Inflação em Alta e Incertezas Globais Impactam Economia Brasileira

A recente disparada dos preços do petróleo no mercado internacional, somada a um aumento generalizado das incertezas globais, forçou o Inter a reavaliar suas projeções para a economia brasileira. A expectativa é de que o caminho para a redução da taxa básica de juros, a Selic, seja mais gradual do que o previsto anteriormente.

Revisão das Projeções de Inflação e Impacto no IPCA

O banco elevou sua estimativa para o Índice de Preços ao Consumidor Amplo (IPCA) em 2026, de 3,8% para 4,3%. Essa revisão é reflexo direto do impacto da valorização do petróleo, que registrou uma alta de aproximadamente 50% desde o início do conflito no Oriente Médio. Segundo o relatório do Inter, a pressão inflacionária não se restringe aos combustíveis, com expectativas de que se propague para os preços de alimentos e bens industriais.

Selic Mais Alta em 2026 e Ritmo Cauteloso de Cortes

Diante desse cenário, o Inter também ajustou suas projeções para a taxa Selic. A nova estimativa aponta para uma taxa de 12,5% ao final de 2026, superior à projeção anterior de 12,0%. O banco acredita que o Banco Central adotará uma postura mais cautelosa nos cortes, iniciando com uma redução de 0,25 ponto percentual na próxima reunião. “Não vemos mudanças significativas no cenário nas próximas semanas para justificar uma aceleração do corte”, destacou a instituição em seu relatório.

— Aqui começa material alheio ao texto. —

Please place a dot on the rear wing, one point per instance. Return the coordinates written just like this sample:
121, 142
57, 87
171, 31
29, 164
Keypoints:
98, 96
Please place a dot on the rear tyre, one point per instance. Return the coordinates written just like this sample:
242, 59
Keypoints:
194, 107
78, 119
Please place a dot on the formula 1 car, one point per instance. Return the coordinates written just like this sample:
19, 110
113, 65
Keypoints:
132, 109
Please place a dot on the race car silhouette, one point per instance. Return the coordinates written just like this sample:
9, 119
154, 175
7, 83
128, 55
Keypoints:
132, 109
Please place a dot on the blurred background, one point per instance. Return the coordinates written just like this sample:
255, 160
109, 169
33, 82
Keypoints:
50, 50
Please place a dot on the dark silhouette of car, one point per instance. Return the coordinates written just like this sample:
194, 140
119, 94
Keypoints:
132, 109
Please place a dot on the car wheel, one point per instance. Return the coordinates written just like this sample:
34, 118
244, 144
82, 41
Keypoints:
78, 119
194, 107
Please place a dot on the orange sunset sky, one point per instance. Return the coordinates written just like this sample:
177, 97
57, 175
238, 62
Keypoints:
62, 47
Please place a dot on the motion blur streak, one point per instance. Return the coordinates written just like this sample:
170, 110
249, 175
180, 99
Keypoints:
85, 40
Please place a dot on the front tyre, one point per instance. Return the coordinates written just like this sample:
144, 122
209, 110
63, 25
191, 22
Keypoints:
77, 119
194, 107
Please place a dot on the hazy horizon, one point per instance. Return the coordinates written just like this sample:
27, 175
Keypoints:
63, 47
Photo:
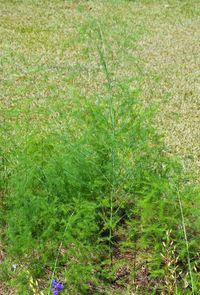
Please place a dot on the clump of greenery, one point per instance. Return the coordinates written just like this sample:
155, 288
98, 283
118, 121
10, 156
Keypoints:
89, 182
99, 180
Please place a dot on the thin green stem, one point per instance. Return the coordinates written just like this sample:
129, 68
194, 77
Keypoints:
186, 243
58, 252
102, 53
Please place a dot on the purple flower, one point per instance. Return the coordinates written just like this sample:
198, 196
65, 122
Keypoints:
56, 287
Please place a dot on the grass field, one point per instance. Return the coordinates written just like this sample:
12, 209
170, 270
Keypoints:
100, 146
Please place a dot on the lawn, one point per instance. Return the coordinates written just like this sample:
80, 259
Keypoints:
100, 146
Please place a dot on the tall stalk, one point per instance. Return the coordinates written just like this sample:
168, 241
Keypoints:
102, 53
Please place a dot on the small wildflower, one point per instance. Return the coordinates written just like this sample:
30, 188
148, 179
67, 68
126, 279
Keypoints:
56, 287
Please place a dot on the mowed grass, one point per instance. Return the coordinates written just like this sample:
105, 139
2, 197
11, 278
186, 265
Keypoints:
51, 52
48, 48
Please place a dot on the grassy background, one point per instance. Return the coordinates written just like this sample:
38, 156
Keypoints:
51, 53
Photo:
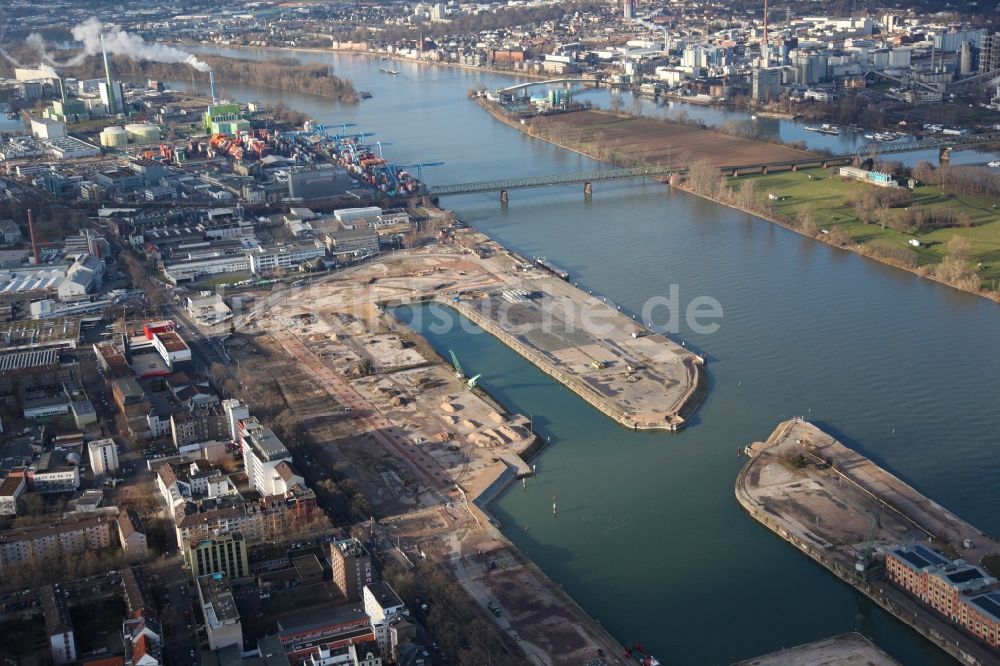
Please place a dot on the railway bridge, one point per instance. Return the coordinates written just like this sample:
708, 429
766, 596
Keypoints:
587, 178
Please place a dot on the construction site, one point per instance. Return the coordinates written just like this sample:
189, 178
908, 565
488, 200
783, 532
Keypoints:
847, 513
418, 438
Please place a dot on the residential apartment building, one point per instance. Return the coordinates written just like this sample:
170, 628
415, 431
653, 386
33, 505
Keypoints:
64, 537
54, 473
266, 519
132, 536
352, 568
290, 256
226, 554
766, 84
235, 411
198, 423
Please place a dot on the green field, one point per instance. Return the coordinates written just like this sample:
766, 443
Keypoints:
828, 195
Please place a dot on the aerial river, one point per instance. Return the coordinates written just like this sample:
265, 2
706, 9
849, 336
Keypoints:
649, 537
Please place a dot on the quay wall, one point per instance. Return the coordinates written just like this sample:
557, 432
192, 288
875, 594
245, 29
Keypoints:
574, 384
847, 575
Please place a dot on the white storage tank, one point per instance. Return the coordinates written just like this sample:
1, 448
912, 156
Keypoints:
114, 137
143, 133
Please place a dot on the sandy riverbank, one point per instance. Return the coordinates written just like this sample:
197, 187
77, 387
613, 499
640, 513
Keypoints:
671, 157
820, 496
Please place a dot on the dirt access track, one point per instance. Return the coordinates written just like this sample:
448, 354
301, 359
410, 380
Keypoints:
659, 141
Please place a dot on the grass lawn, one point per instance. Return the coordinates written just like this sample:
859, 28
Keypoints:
216, 280
828, 193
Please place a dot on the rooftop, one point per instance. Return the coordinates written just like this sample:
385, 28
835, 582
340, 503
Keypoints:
23, 334
10, 485
220, 607
266, 444
171, 341
28, 359
919, 557
988, 603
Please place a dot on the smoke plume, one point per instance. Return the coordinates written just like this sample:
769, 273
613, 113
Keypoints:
117, 42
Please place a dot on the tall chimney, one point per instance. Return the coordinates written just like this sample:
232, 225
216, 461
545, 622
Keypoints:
112, 99
764, 51
34, 243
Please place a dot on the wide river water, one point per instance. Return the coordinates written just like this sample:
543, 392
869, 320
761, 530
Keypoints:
650, 539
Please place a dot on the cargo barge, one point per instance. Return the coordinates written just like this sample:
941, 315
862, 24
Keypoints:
552, 268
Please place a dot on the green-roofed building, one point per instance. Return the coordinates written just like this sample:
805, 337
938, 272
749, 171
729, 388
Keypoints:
227, 119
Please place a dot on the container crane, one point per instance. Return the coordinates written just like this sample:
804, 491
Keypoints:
420, 168
458, 366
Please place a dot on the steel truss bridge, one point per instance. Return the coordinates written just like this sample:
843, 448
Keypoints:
588, 177
530, 84
883, 147
546, 181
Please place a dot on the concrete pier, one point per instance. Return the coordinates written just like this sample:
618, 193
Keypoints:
819, 496
641, 379
845, 650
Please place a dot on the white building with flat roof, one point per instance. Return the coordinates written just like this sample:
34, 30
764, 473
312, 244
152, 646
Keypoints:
103, 457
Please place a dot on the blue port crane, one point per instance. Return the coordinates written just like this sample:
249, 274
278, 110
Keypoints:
458, 366
324, 129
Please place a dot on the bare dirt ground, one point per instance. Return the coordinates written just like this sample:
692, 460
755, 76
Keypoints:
820, 496
844, 650
662, 142
417, 442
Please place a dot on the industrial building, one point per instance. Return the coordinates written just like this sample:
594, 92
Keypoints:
766, 84
384, 608
267, 461
62, 537
226, 119
958, 591
318, 182
352, 567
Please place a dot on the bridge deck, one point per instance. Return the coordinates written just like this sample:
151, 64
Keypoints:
643, 172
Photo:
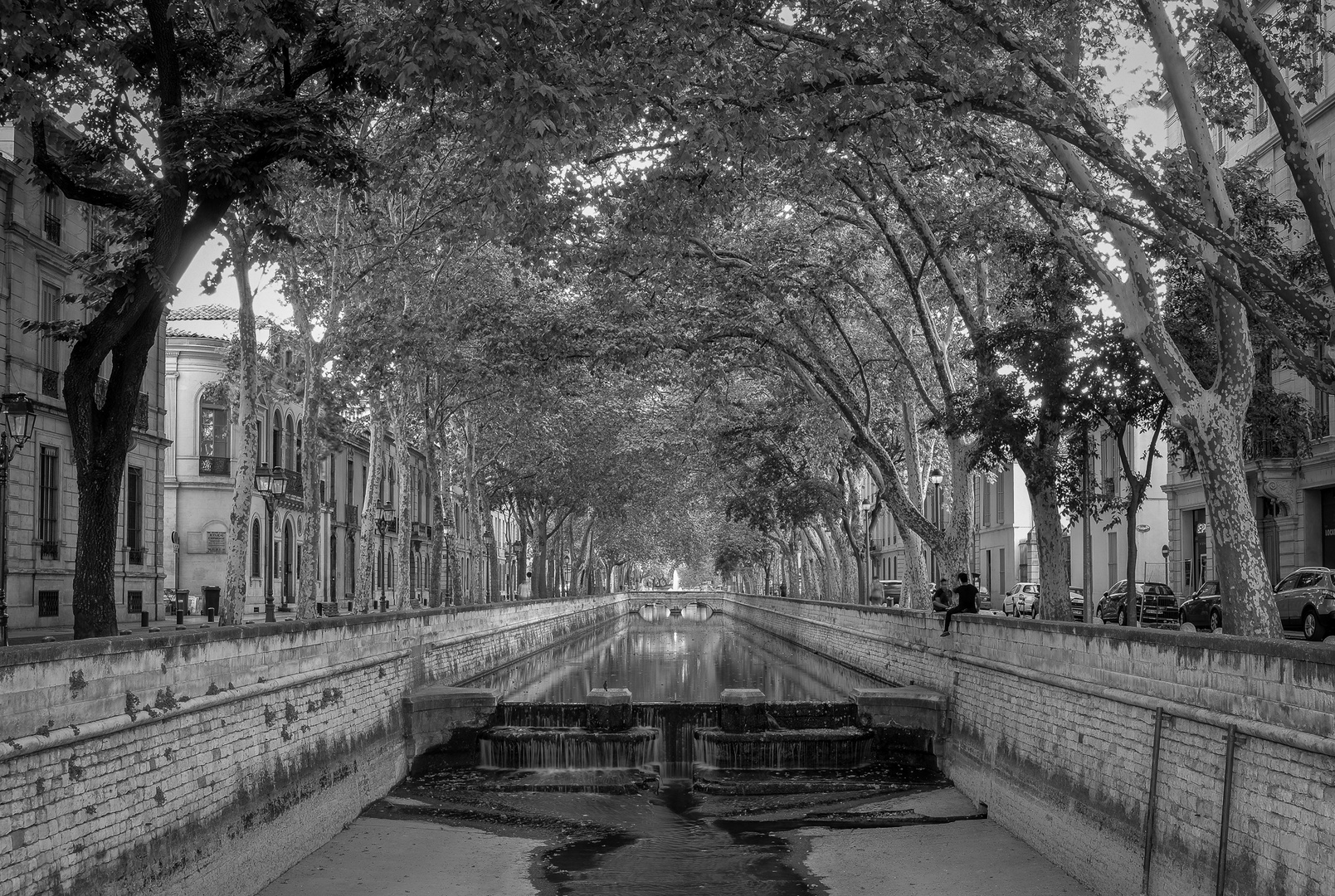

Desafios Domésticos: Contas Públicas e Equilíbrio Delicado

Além das pressões externas, o cenário doméstico adiciona novas camadas de complexidade. A deterioração das contas públicas é um ponto de atenção, com o governo revisando o déficit primário para R$ 60 bilhões, impulsionado por um aumento de gastos acima da inflação. Essa situação mantém o prêmio de risco elevado e pressiona a trajetória da dívida pública. O Banco Central se encontra, assim, em um delicado equilíbrio: enquanto a desaceleração econômica poderia justificar cortes mais expressivos na Selic, a inflação em alta e os riscos fiscais demandam cautela, especialmente considerando os potenciais efeitos secundários da alta dos combustíveis. O resultado é um ciclo de queda de juros que tende a perder força.